Invité mercredi 1er février de la matinale de Public Sénat, François Hommeril, le président de la CFE-CGC, l’une des organisations qui forment l’intersyndicale mobilisée contre la réforme des retraites, estime que le gouvernement est en train de perdre la main, et multiplie les maladresses de communication.

Retraites : « Olivier Dussopt se fout du monde en disant qu’un système avec 180 milliards de réserves est en faillite »

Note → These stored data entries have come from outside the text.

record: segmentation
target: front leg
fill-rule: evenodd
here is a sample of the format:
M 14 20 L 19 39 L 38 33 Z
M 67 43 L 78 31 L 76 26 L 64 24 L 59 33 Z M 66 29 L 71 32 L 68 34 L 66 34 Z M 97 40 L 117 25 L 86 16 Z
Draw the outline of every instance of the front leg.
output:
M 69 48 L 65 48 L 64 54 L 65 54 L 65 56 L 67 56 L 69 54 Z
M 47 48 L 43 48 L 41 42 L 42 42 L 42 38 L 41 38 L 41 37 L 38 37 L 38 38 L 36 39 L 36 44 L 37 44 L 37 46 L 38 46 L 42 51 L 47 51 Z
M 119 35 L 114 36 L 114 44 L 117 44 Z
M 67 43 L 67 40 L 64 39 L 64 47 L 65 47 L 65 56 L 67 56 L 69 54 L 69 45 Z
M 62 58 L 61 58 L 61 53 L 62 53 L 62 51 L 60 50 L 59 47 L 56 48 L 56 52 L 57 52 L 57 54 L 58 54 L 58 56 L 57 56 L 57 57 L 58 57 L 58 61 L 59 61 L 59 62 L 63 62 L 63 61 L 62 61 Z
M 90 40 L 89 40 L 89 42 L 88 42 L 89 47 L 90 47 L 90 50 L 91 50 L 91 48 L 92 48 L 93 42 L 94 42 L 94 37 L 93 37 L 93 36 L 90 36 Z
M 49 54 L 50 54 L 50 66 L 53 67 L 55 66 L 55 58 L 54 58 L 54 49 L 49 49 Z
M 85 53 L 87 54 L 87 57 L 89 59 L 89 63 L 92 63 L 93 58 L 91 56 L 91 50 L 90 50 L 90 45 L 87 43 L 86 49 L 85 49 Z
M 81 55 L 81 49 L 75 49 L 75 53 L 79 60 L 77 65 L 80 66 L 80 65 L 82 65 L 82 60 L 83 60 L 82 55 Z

Invité mercredi 1er février de la matinale de Public Sénat, François Hommeril, le président de la CFE-CGC, l’une des organisations qui forment l’intersyndicale mobilisée contre la réforme des retraites, estime que le gouvernement est en train de perdre la main, et multiplie les maladresses de communication.
Romain David

Temps de lecture :

4 min

Publié le

Mis à jour le

Nouveau tour de force pour la mobilisation contre la réforme des retraites. Mardi, les syndicats ont réuni dans les rues plus de manifestants que le 19 janvier (1,2 million selon le ministère de l’Intérieur, 2,5 millions selon la CGT). En revanche, le nombre de grévistes dans le secteur public accuse une légère baisse : environ 10 % de moins à la SNCF, chez les agents de la fonction publique d’Etat et chez les enseignants, et une baisse de 4 % du côté d’EDF. « Faire la grève n’est pas facile, c’est perdre de l’argent. Ce qui compte, ce sont les gens qui se mobilisent dans la rue », a balayé ce mercredi 1er février François Hommeril, le président de la CFE-CGC, le syndicat de l’encadrement, au micro de « Bonjour chez vous » sur Public Sénat.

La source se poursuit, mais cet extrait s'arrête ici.